Never, Ever, Come Dine With Me
Posted: Tuesday 02 November, 2010
Philip Keightley
Come Dine With Me is perhaps the one television programme that is most representative of consumer demand at the moment. Yes, more than Strictly Come Dancing or Big Brother. It has everything. It is such a cleverly and tactically created programme. It has all the key ingredients (pun intended) of a successful show. It has food. Tick. It has ‘real' people. Massive tick. It has bitching. Massive, massive, enormous tick with bells on. In addition to these core ingredients (apologies), it is on all the bloody time. Literally, I challenge you to find a day when the Channel 4 / More 4 brotherhood does not include at least several hours of this offensively bland, pointless nonsense. Honestly, I do challenge you to do this. I haven't done it myself, but I am prepared to eat my hat or any other item of unpalatable (ahem) material if I am wrong. You can tell the audience that's watching it by the advertisers. Middle of the road, mid-range, mass-produced, sickly-sweet, horrible, ghastly, beastly, plonk from the ‘new world'. Forget the new world. In the real world, if any guest turned up to my house brandishing such a badge of ignorance, I would swiftly banish them from my house, never to return. Or throw them in the cellar until they learned what was best for them. Whichever.

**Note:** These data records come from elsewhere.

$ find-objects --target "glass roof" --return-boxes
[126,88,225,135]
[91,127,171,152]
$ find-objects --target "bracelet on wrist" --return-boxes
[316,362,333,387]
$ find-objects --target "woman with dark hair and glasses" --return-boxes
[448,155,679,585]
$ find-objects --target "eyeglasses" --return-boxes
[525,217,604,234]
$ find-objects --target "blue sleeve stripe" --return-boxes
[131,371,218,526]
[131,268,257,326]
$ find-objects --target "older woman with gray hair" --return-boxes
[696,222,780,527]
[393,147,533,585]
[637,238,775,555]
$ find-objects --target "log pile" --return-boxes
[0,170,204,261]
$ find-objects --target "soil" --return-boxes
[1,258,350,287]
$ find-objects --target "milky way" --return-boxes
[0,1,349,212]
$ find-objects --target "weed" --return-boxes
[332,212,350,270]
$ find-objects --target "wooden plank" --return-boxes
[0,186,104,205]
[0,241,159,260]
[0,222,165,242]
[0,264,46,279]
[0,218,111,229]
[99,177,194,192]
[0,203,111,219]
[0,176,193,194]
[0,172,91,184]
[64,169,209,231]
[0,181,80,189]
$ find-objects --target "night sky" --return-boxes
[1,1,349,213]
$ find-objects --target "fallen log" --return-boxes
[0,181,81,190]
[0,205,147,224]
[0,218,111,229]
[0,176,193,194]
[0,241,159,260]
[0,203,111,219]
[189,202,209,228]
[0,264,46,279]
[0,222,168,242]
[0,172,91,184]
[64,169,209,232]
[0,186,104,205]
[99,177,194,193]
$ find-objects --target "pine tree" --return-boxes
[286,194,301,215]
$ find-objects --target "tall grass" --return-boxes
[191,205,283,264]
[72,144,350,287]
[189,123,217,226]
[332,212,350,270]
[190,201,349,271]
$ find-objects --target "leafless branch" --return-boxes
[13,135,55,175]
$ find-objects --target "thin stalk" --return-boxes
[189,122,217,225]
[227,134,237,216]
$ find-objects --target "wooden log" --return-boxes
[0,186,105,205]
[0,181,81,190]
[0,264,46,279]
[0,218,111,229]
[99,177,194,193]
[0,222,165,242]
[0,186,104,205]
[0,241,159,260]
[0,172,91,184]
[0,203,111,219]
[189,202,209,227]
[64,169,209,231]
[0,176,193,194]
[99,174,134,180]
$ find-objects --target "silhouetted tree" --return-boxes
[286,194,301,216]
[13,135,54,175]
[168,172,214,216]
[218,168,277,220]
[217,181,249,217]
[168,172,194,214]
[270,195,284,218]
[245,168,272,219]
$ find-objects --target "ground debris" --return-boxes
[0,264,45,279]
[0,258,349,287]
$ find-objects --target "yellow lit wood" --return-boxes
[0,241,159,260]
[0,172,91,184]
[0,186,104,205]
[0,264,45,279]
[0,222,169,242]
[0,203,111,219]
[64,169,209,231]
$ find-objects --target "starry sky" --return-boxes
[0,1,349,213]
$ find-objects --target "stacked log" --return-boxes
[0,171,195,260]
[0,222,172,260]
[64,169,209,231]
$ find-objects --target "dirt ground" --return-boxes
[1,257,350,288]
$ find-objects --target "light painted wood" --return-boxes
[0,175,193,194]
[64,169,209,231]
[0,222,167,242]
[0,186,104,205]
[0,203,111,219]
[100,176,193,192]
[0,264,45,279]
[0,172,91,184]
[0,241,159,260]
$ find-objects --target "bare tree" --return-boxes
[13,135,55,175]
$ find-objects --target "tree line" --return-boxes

Now you see I quite like food television as a rule. I'm interested in food. But I'm interested in good food. Cooked by people that are specialists in the cooking of good food. Chefs for example. I've no interest in watching a moron struggle with the concept of pouring boiling water on a Pot Noodle.

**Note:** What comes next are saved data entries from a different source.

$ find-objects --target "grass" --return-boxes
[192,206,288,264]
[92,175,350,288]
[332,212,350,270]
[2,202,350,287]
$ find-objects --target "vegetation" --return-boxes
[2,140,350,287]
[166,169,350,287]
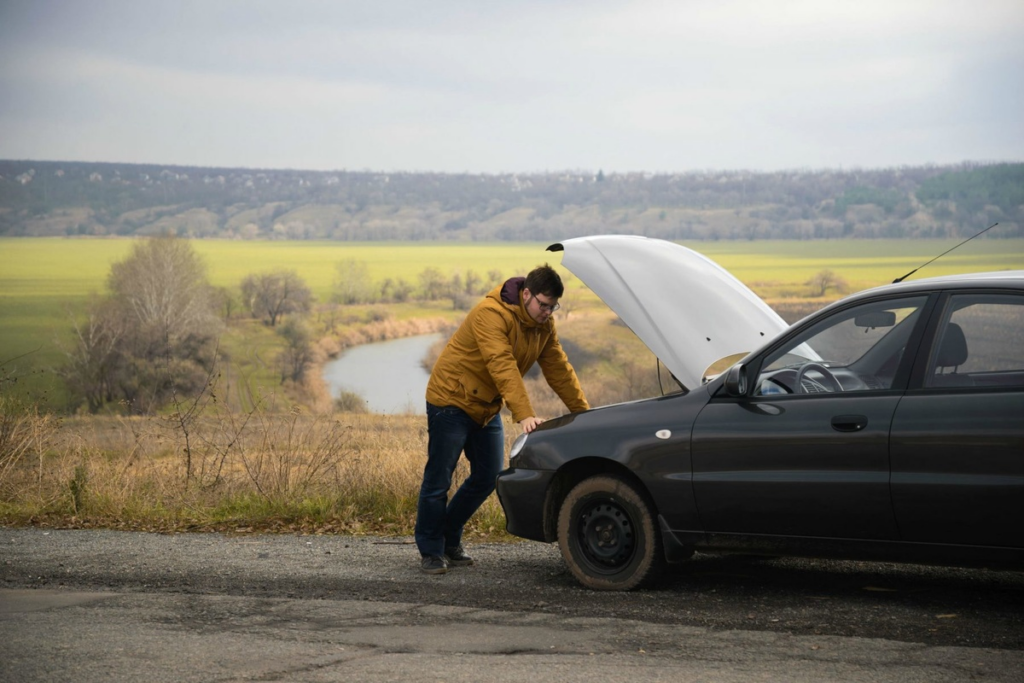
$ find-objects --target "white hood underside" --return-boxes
[550,235,789,391]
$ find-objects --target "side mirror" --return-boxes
[724,363,749,397]
[854,311,896,328]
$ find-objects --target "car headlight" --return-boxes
[509,432,528,459]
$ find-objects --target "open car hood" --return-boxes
[549,235,789,391]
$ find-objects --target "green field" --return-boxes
[704,239,1024,294]
[2,237,1022,408]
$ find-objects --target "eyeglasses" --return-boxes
[531,295,560,312]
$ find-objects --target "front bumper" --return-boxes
[495,467,556,542]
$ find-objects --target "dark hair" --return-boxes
[524,264,564,298]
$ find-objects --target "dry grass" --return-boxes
[0,397,513,540]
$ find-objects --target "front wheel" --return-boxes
[556,475,664,591]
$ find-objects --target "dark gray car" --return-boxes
[496,236,1024,590]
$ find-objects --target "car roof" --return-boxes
[852,270,1024,299]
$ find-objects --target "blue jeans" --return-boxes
[414,403,504,558]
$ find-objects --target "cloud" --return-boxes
[0,0,1021,171]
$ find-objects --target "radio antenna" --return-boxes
[893,223,999,283]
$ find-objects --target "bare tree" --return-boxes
[447,272,476,310]
[108,236,218,337]
[277,317,315,383]
[379,277,415,303]
[486,269,504,290]
[463,269,482,295]
[417,267,447,301]
[59,297,125,412]
[806,269,848,297]
[60,237,221,414]
[618,356,660,401]
[558,292,581,320]
[212,286,239,320]
[333,260,374,305]
[241,270,314,326]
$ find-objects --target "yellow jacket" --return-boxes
[425,280,589,425]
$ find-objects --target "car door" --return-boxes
[890,291,1024,548]
[691,295,930,541]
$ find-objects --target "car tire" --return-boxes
[557,475,664,591]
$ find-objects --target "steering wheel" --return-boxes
[795,362,842,394]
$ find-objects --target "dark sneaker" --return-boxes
[444,545,474,567]
[420,555,448,575]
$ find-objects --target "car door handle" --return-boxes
[831,414,867,432]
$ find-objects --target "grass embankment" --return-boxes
[0,407,512,539]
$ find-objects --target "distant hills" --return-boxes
[1,159,1021,241]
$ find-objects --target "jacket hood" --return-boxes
[489,277,541,328]
[548,235,789,390]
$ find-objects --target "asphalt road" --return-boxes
[2,528,1022,682]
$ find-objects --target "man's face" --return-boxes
[523,288,560,324]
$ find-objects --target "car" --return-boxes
[495,235,1024,590]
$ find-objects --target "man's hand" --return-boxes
[519,416,545,434]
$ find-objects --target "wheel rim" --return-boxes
[574,499,636,573]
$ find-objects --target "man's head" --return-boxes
[523,264,563,324]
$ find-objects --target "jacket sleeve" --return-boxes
[471,307,536,422]
[537,327,590,413]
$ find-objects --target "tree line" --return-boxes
[3,160,1021,241]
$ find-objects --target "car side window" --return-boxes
[928,294,1024,388]
[755,296,927,396]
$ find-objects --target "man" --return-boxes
[415,264,590,574]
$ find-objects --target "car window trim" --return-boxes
[908,288,1024,392]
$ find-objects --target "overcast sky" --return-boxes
[1,0,1022,174]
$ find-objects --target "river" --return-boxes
[322,333,443,414]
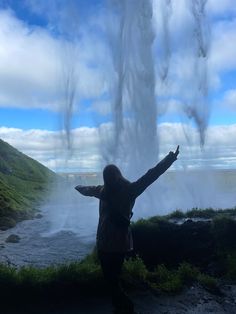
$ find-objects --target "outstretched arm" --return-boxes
[75,185,103,199]
[130,145,179,199]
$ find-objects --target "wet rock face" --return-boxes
[6,234,20,243]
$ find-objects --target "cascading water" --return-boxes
[158,0,172,84]
[51,0,213,223]
[101,0,232,217]
[104,0,158,180]
[59,2,80,155]
[184,0,210,147]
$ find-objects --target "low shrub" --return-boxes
[197,273,218,291]
[0,263,17,286]
[177,262,200,284]
[122,256,148,288]
[186,207,215,219]
[150,264,183,293]
[167,210,185,219]
[225,252,236,281]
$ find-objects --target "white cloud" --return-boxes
[221,89,236,111]
[0,9,109,111]
[0,126,101,172]
[0,2,235,113]
[0,9,61,110]
[0,0,235,152]
[90,100,111,116]
[1,123,236,172]
[210,18,236,73]
[207,0,236,16]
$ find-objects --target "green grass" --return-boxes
[0,255,220,303]
[149,264,183,293]
[197,273,218,291]
[147,262,219,294]
[0,139,57,229]
[1,209,236,306]
[165,207,236,220]
[122,256,148,288]
[166,209,186,219]
[0,252,106,304]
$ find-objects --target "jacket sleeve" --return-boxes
[74,185,103,199]
[129,152,177,199]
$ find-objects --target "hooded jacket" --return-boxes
[75,152,177,253]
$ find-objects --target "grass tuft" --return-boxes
[197,274,218,291]
[122,256,148,286]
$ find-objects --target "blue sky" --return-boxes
[0,0,236,171]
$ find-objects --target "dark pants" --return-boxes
[98,250,125,286]
[98,250,134,313]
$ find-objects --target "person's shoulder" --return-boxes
[120,178,131,190]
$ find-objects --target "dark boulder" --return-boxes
[35,213,43,219]
[6,234,20,243]
[0,217,16,230]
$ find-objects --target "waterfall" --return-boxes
[106,0,158,179]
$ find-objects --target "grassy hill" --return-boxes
[0,138,57,230]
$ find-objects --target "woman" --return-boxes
[75,145,179,313]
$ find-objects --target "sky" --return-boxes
[0,0,236,172]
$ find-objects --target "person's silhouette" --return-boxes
[75,145,179,313]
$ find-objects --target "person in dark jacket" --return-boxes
[75,145,179,313]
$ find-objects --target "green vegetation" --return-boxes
[0,255,220,307]
[166,207,236,220]
[131,209,236,267]
[0,208,236,308]
[0,255,106,308]
[166,209,186,219]
[0,139,57,230]
[225,252,236,281]
[133,211,236,284]
[119,255,202,294]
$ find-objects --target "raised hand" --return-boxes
[174,145,179,158]
[169,145,179,160]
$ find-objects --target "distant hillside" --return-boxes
[0,138,57,230]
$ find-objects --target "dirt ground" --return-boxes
[3,284,236,314]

But Come Dine With Me is not about food. It's about people. And for the most part, really annoying, irritating, moronic people. The sort of people that really want to go on Come Down With Me. That should be reason alone for them not to be allowed on the show. It's like referees. Everyone agrees referees are annoying. Anyone that actually wants to be a referee should be immediately banned from doing so. People should be dragged kicking and screaming into refereeing. Perhaps former players that really understand the game. They should be made to be referees because importantly, they know what they are talking about. They don't just want to be an officious centre of attention. It should be the same with entrants on Come Dine With Me. Rather than actually let anybody who applies go on the show, it should be people who actually can cook, are nice, interesting people, with something interesting to say and who for example, over dinner, you might actually want to spend more than five minutes in their company without repeatedly plunging forks into your own kneecaps to save yourself from burning down their house there and then - they should be the ones who are dragged kicking and screaming on to the show. That would be a nice show. It would have interesting, well cooked food and you would be able to listen to interesting, intelligent, nice people, getting along and discussing the food they have been served with a little more credibility.

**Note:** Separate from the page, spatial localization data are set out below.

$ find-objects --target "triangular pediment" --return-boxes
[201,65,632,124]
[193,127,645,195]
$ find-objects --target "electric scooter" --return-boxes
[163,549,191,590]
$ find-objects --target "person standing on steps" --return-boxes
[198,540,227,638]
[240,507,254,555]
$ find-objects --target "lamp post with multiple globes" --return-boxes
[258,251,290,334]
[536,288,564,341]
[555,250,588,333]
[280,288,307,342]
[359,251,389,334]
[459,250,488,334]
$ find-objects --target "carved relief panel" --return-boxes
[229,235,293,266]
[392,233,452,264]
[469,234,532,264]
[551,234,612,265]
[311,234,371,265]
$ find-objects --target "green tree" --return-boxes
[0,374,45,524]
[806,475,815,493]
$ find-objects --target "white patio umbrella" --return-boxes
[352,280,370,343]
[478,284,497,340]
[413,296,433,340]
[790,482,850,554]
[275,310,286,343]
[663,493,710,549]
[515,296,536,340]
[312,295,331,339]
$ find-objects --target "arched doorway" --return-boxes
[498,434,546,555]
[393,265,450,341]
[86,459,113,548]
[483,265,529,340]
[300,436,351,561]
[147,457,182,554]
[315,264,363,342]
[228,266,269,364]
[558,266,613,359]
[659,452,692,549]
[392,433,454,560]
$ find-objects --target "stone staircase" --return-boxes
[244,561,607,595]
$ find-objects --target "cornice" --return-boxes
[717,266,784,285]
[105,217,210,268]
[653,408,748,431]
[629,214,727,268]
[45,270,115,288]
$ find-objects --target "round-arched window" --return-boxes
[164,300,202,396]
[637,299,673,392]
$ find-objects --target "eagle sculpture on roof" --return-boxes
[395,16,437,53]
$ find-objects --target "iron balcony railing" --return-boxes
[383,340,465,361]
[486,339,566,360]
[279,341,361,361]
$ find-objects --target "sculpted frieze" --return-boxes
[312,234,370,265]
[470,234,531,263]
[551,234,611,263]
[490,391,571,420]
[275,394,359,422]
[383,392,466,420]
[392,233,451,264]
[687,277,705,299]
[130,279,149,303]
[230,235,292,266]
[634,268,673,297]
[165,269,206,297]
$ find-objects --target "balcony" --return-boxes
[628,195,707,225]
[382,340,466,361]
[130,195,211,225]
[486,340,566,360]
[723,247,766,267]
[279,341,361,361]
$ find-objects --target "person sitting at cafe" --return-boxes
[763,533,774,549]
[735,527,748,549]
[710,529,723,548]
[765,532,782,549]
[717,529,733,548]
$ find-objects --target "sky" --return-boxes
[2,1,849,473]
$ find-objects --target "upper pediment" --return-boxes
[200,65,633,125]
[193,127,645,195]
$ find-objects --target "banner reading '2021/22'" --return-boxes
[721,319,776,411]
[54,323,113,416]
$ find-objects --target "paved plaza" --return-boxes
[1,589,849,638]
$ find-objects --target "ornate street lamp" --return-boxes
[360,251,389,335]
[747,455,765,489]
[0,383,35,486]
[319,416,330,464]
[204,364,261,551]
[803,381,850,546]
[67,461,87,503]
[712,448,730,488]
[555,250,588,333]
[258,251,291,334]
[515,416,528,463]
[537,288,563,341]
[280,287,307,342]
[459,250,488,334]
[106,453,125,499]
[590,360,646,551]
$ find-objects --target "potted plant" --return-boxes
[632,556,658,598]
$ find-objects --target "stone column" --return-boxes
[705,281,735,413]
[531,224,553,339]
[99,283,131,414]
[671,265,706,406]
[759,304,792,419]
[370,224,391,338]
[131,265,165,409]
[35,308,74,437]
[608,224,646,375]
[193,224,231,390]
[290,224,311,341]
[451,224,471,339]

So, why am I so angry about this? Well, for one thing, I'm always angry, so that's nothing new. But secondly, I caught the end of what I presume was The Food Programme on Radio 4 this lunchtime during which, some woman said that Come Dine With Me represents the future. It's what people want she said. People don't want to watch celebrity chefs. They want to watch real people making food. I have a number of issues with this. Firstly, the people cooking the food on Come Dine With Me are not real people. They are actors. They may not have their equity card, but they are actors. Sadly, they are very poor actors. They can't cook. They can't host. They presumably cannot operate within normal society. What they all have in common however is that they want to be on TV. These are the people that actually want to be celebrities, and for that very reason they should be banned from doing so. Whilst, I don't necessarily want to read about Jamie Oliver's private life or welcome the celebritisation (I've made that word up) of any chef, I am interested in what they can cook. Because they are trained. Because they are good at what they do. And please remember Food Programme Woman, without all the interesting celebrity chef programmes, there would be no Come Dine With Me at all and most of the population would still be using rocks to hammer open baked bean cans, or simply phoning a take-away. Again. I have always liked to gauge people on whether you'd like to go for a pint with them. Jamie Oliver, most certainly. Damned good at what he does and bloody nice bloke too. Has there ever been one person on Come Dine With Me that you would happily go for a pint with? No. There hasn't. And that's saying something as it is on all the damned time. Seriously, how many people have been on Come Dine With Me by now. A million? And not one of them would I happily go for a pint with. Not only would I not go for a pint with them, but I would give them very strict instructions, written in crayon if it is easier for them to understand, to never, ever, not even if we are the last people on earth, come and dine with me. Not that anybody would want to after this blog post I guess.